Cambridge CSD3 cheat sheet

The Cambridge CSD3 system is documented extensively on its own web pages. These are internal notes for quick start for our project.

Login

Log in with your username to the CPU system (DIRAC username):

(host) $ ssh <username>@login-cpu.hpc.cam.ac.uk

If you have set up an authorized key, you may use this to bypass the password prompt:

(host) $ ssh -i ~/.ssh/dirac_rsa <username>@login.hpc.cam.ac.uk

Work area

The project shared disk space is /rds/project/rds-bRdYdViqoGA/. Make yourself a working directory there.

Jobs

The system uses Slurm (though for those familiar with Torque, qsub and qstat commands work more or less as you would expect on the login nodes).

There are three main types of compute nodes on the cluster, Skylake, Cascade Lake and Ice Lake (from earlier to later generation). Skylake nodes are 32-core nodes, Cascade Lake 56 core, and Ice Lake 76 core nodes. All are Intel-based. These show up as partitions (like Torque queues) on the cluster, i.e. you are explicitly selecting the type of machine you will get when you submit to the cluster using the partitions skylake, cclake or icelake. There are also himem (high-memory) version of each partition.

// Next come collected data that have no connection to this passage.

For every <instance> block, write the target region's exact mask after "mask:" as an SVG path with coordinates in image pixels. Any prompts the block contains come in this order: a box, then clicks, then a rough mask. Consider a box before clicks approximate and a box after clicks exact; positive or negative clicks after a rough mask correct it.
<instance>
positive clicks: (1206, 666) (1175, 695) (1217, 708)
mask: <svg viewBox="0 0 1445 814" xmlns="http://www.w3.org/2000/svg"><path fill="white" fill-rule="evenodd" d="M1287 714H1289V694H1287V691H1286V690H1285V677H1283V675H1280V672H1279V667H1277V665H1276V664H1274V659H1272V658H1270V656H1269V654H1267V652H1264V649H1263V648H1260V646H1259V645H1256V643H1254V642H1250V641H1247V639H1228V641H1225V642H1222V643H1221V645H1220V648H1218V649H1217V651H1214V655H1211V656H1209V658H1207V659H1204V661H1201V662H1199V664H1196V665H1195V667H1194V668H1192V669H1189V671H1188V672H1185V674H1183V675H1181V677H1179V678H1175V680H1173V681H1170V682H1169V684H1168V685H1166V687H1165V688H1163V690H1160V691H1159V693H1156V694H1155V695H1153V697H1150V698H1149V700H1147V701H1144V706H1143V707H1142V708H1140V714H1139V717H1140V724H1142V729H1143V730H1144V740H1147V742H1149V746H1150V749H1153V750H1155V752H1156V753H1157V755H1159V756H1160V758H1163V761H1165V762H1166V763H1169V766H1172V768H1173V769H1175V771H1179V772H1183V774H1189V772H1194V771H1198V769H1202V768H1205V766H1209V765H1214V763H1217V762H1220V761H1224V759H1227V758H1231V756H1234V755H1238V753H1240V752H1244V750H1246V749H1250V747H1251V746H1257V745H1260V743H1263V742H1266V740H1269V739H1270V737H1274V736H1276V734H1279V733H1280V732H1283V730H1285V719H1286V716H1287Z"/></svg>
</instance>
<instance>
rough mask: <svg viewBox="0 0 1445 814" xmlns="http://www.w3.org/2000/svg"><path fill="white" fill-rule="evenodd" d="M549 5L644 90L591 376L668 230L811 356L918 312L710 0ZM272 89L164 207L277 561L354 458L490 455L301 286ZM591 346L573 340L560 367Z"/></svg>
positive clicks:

To get a single core for testing purposes on one of these machines do e.g.

(CSD3) $ sintr -p icelake

This drops you in a screen session on a compute node. You can specify wall time, numbers of cores etc on the command line.

To run a batch job do e.g.

(CSD3) $ sbatch example_slurm_script

You can find template job scripts in /usr/local/Cluster-Docs/SLURM. A useful option in batch mode is #SBATCH --mail-type=ALL which ensures that you will be e-mailed on start, end and error. Job output appears in the directory where you ran the sbatch command.

To view the queue in native Slurm mode use the squeue command.

Note that if (and only if) you have a Slurm job running on a compute node you are allowed to ssh into it to check on the job, run htop etc.

Modules

Modules work as on the Hertfordshire system, e.g. module load singularity gets you access to the singularity command. There are many more modules available though.